The unipersonal limited liability companies may allow the simplification of the corporate structure of economic groups in the country, which may cease to have a minority shareholder exclusively to meet legal requirements.
Although the Economic Freedom PM is in full force, the reaction of the trade boards to its content is still unpredictable, as the regulation is still pending.
A new chapter was included in the Brazilian Civil Code referring to Investment Funds.
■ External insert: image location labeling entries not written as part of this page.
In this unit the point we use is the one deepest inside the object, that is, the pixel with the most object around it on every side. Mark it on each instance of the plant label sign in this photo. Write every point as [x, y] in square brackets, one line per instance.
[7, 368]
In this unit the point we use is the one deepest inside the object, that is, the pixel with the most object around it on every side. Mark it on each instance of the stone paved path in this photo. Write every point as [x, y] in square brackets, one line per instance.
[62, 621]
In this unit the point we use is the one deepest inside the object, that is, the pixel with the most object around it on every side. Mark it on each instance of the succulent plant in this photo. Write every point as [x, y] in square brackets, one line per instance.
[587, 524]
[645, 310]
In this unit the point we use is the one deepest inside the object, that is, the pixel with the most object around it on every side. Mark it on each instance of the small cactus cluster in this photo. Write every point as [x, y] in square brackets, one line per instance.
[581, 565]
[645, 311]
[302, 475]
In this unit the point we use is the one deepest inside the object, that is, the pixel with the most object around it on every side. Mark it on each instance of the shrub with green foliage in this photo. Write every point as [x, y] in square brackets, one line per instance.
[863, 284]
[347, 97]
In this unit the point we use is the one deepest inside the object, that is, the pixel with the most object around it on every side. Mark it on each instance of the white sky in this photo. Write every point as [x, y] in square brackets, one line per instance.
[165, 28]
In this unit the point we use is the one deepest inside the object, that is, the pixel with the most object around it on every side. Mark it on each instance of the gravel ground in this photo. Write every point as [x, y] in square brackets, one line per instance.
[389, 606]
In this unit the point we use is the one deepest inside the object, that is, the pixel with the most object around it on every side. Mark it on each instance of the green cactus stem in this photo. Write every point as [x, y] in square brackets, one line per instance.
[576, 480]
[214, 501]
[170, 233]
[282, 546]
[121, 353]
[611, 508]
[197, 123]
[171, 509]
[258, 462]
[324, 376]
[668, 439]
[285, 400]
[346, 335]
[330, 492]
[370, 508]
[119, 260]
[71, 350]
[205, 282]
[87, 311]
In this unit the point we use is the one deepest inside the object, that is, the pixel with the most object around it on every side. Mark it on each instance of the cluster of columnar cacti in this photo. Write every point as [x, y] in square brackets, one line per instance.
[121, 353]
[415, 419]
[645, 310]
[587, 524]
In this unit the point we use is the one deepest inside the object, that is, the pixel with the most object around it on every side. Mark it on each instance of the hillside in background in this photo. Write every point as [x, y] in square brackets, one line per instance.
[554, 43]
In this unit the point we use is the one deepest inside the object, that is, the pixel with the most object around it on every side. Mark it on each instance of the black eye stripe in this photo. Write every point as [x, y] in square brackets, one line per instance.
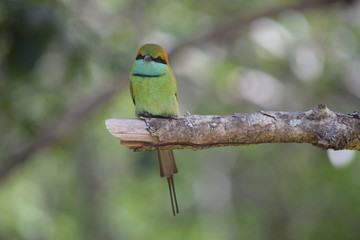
[158, 59]
[139, 57]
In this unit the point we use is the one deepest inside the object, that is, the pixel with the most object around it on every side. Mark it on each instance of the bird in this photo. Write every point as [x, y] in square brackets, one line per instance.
[153, 90]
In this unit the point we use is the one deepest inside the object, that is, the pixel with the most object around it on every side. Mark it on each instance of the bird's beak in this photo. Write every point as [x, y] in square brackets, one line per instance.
[147, 58]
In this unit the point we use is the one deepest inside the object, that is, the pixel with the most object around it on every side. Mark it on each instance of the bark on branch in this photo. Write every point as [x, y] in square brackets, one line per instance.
[319, 126]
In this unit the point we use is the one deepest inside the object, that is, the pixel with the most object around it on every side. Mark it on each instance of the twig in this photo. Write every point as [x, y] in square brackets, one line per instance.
[319, 126]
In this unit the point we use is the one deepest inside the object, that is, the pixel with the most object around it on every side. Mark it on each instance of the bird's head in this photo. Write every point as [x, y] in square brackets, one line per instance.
[152, 53]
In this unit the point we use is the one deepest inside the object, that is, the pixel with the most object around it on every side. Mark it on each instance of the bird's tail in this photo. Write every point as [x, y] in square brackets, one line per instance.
[168, 169]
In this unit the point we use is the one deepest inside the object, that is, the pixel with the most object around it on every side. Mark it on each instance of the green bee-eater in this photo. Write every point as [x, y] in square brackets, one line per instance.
[154, 92]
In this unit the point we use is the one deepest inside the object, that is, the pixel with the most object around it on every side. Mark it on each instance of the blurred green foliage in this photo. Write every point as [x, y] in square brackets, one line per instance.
[56, 53]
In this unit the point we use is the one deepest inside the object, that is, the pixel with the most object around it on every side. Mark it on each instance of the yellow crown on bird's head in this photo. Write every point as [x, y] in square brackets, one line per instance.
[154, 50]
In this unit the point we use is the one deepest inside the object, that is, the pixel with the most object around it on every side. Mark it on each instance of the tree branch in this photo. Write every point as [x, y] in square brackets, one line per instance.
[320, 127]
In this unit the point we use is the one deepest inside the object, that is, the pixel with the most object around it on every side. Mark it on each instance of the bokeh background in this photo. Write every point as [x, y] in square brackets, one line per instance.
[64, 67]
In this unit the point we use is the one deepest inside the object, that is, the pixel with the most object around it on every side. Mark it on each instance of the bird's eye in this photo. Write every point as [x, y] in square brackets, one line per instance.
[159, 60]
[139, 57]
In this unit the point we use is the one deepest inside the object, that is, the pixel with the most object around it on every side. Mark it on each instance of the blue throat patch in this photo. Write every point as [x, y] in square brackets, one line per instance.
[142, 68]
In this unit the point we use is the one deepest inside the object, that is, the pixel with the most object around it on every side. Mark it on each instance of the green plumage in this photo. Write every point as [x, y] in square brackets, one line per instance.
[154, 92]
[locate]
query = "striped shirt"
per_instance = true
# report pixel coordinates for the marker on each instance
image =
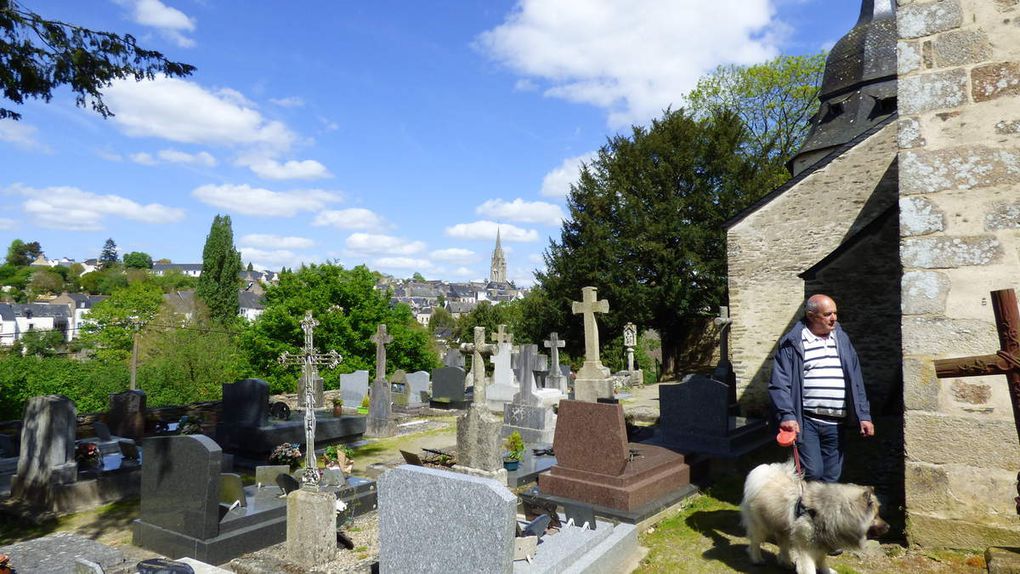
(824, 384)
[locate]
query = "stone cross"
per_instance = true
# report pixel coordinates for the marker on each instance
(380, 338)
(589, 306)
(308, 359)
(1005, 362)
(477, 349)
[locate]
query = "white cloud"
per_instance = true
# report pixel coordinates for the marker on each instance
(279, 242)
(353, 218)
(289, 102)
(376, 244)
(455, 255)
(522, 211)
(72, 209)
(257, 201)
(557, 183)
(171, 22)
(21, 136)
(306, 169)
(631, 58)
(184, 111)
(485, 229)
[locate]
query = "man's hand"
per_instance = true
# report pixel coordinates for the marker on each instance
(789, 426)
(867, 428)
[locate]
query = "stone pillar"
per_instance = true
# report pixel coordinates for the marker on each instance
(959, 155)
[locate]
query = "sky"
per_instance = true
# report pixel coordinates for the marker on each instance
(398, 135)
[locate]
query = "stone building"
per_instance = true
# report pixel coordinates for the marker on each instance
(908, 217)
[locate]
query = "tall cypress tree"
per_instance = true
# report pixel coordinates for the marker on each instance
(220, 265)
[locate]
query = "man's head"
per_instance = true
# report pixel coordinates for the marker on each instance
(819, 314)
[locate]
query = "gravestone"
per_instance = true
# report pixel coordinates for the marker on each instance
(354, 387)
(695, 418)
(126, 414)
(435, 521)
(596, 465)
(47, 454)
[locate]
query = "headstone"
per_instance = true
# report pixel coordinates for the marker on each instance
(311, 527)
(434, 521)
(47, 454)
(126, 414)
(354, 387)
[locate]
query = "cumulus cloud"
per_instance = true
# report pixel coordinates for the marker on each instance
(522, 211)
(557, 183)
(631, 58)
(279, 242)
(73, 209)
(377, 244)
(353, 218)
(257, 201)
(486, 229)
(184, 111)
(171, 22)
(306, 169)
(455, 255)
(21, 136)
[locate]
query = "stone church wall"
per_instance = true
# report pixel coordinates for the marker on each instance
(959, 139)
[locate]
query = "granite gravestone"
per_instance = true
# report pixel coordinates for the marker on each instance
(434, 521)
(126, 414)
(47, 455)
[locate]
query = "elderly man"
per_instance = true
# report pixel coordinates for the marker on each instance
(817, 389)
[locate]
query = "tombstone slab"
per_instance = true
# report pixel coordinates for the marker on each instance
(477, 518)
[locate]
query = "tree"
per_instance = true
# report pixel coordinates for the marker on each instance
(108, 257)
(138, 260)
(38, 55)
(20, 253)
(217, 285)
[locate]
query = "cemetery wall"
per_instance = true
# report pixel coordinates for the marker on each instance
(959, 139)
(771, 247)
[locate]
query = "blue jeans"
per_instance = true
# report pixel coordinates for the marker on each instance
(820, 448)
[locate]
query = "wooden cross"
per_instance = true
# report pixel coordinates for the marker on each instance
(1005, 362)
(308, 360)
(477, 349)
(380, 338)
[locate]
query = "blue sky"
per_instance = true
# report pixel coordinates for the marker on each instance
(399, 135)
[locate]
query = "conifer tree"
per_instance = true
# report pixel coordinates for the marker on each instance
(217, 285)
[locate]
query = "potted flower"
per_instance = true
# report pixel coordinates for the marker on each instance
(288, 453)
(514, 447)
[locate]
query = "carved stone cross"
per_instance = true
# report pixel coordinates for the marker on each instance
(1005, 362)
(589, 306)
(308, 359)
(477, 349)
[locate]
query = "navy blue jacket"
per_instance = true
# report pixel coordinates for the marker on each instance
(785, 387)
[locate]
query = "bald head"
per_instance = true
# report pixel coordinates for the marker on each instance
(820, 314)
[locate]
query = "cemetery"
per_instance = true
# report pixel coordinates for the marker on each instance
(604, 421)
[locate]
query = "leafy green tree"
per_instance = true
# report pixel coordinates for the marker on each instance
(217, 285)
(40, 55)
(348, 308)
(138, 260)
(108, 257)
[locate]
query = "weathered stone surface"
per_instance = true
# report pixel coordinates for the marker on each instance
(915, 20)
(957, 168)
(949, 252)
(949, 337)
(936, 90)
(920, 216)
(1004, 215)
(935, 438)
(924, 292)
(960, 47)
(434, 521)
(311, 527)
(995, 81)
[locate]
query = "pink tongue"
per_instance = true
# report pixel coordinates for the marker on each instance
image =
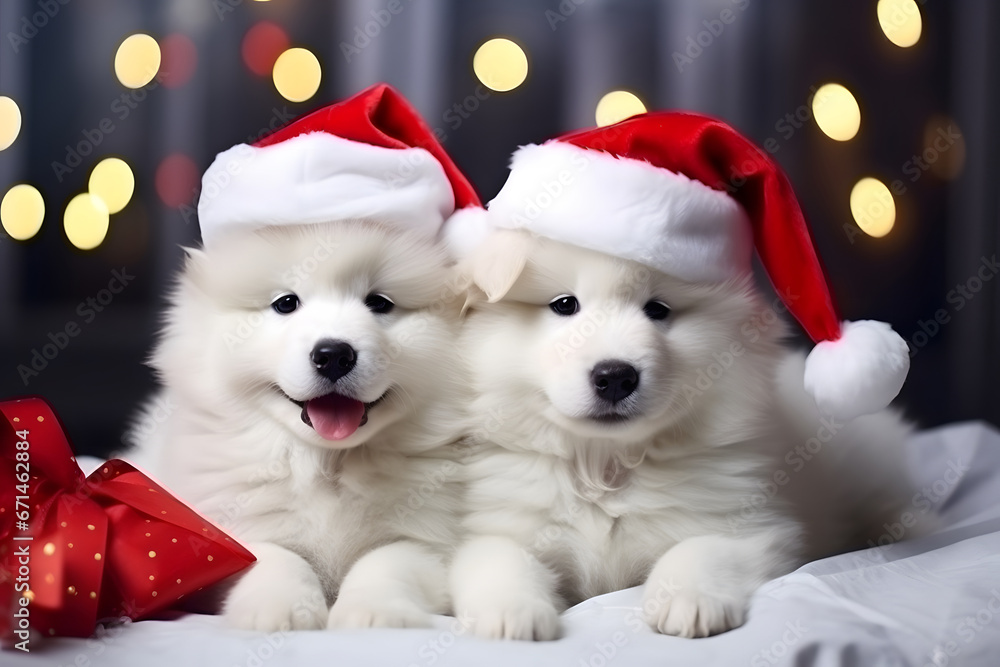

The Economic Freedom PM, as already defined by the Brazilian SEC, clarified the nature of investment funds (defined as “communion of resources, in the form of condominium”).
The new legislation allows the statutes of Investment Funds to stablish the limitation of liability of their quotaholders to the acquired quotas and of the fiduciary service providers both before the fund and among the services providers themselves.
Although the limitation of liability is not a new concept in the Brazilian legislation, the Economic Freedom PM reinforces its importance by clarifying the situations in which the Judiciary can disregard the legal entity, and, thus access the assets of shareholders and management to satisfy debts of incorporate entities.
The rules strengthening the limitation of liability were introduced in the general provisions regarding legal entities (art. 50 of the Civil Code), in the legislation regulating Individual Limited Liability Entities – EIRELI (art. 980-A, paragraph 7 of the Civil Code) and in the Bankruptcy Law (art. 82-A of Law 11,101/2005).
In common, all alterations emphasize the requirement of abusive use of the legal personality to allow the disregard of the legal entity.
In light of the broad scope of this provisional measure and of the necessity of regulation for part of its content, it is still soon to foresee how the Economic Freedom PM will affect the Brazilian business environment. Particularly if one consider that the Economic Freedom PM has a temporary force (60 day period) and can still be rejected or amended by the Brazilian Congress in the next coming months.